Cavalos-marinhos

Parou e fincou os pés na areia, como se jamais fosse sair dali. Olhou demoradamente para as ondas acinzentadas — Você não vai entrar, Natan? — esticando o olho — Não, pai. Eu não gosto de entrar, eu gosto de olhar — respondeu o homenzinho. Acho que nesse dia, Natan resumiu, sem querer, minha questão de uma vida inteira. Assim me parecia o amor: uma força incrível da natureza, majestosa e perigosa, que eu preferia observar da areia, sem ter que lutar contra as ondas.

Quando caminhávamos nas pedras, Natan puxou-me as pontas dos dedos, chamando a atenção, sem querer fazer barulho — Olha aquilo, pai! — eram cavalos-marinhos — Um dia, Natan, eu tinha quase a sua idade e ouvi uma história que jamais saiu de dentro de mim —colocando-o numa pedra mais alta — Era sobre uma corrida. Uma corrida de cavalos-marinhos. Mas, eles não competiam pra ver quem chegava primeiro. Competiam pra ver quem cruzava a linha de chegada por último — olhando para aqueles olhinhos esbugalhados.

Natan amarrou os beiços. Não queria interromper, não a mim, mas aos cavalos da história — Você deve estar pensando que isso não tem a menor lógica, não é mesmo? — a cara dele confirmava que sim — Mas você precisa entender que os cavalos-marinhos estão sempre sendo levados pela correnteza.
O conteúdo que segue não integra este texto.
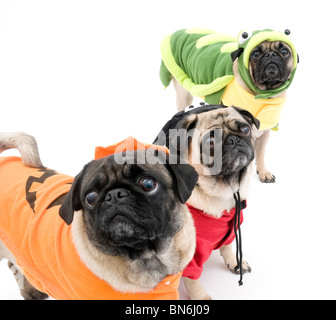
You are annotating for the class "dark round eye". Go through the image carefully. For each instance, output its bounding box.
[252,50,260,58]
[85,191,98,207]
[204,137,216,149]
[239,124,251,136]
[139,177,158,193]
[280,48,289,56]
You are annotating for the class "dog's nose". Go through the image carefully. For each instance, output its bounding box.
[105,188,130,204]
[265,51,278,58]
[225,136,241,147]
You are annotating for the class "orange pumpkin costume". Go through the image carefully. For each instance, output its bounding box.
[0,137,181,300]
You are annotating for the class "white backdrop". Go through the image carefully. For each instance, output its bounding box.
[0,0,336,299]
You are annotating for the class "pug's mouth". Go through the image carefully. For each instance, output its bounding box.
[222,136,254,176]
[91,213,170,259]
[257,62,287,90]
[222,151,252,176]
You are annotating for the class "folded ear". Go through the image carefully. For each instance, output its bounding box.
[166,163,198,203]
[232,106,260,129]
[231,48,244,62]
[59,169,85,225]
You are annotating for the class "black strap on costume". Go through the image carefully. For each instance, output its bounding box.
[233,191,246,286]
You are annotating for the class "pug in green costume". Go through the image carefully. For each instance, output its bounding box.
[160,29,298,183]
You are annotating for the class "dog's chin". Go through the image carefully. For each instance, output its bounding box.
[90,214,170,260]
[256,63,288,90]
[221,151,253,178]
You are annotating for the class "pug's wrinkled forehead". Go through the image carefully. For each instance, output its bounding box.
[153,102,260,147]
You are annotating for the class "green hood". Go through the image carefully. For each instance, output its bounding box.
[160,29,298,104]
[238,29,298,99]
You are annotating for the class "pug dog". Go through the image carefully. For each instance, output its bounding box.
[160,29,298,183]
[155,103,259,300]
[0,133,198,299]
[247,41,294,91]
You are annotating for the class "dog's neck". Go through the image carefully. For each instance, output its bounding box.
[188,164,253,218]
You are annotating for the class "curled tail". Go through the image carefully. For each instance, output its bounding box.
[0,132,44,168]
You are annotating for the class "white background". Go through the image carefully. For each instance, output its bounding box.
[0,0,336,299]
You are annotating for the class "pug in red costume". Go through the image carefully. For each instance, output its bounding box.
[0,133,197,299]
[154,103,260,300]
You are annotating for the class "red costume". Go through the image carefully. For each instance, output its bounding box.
[183,201,246,280]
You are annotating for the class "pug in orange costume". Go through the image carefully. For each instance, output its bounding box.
[0,133,198,299]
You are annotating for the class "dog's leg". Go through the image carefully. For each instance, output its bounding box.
[0,132,43,168]
[0,240,48,300]
[255,130,275,183]
[183,277,211,300]
[219,244,252,274]
[8,262,48,300]
[173,78,193,111]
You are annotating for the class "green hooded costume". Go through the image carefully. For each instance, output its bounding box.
[160,29,298,130]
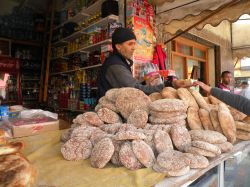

A competição não é sobre agilidade, mas sobre força, sobre quem se mantém por mais tempo acima da ansiedade — aquele finalzinho ele não pegou.

Como ensinar pra um guri de oito anos o que era ansiedade? — O que é ansiedade, pai? — pronto, caminho sem volta. Fui tentando. Ansiedade era perguntar se tava chegando do banco de trás do carro, era querer abrir todos os presentes logo duma vez no dia do aniversário, era ficar com medo de tirar nota ruim na prova de geografia, ansiedade era querer que o tempo soprasse a resposta do enigma, roubasse no jogo, piscasse um sinal com o olho. E ela vai arrastando a gente para futuro como uma corrente do mar. É preciso ser forte para viver o presente.

Não sei se o Natan entendeu completamente. Ele estava mais preocupado em observar os bichinhos, em vê-los graciosos, de um lado pro outro. Natan ria. Virava o corpo pra trás, segurava na barriga e ria mais. Ele estava mais preocupado em amar cada nova descoberta, como quem ama o mar de fora, sem tocá-lo. Natan não estava preocupado em entender os contextos, nem ler os futuros. Natan estava compenetrado em escrever o presente.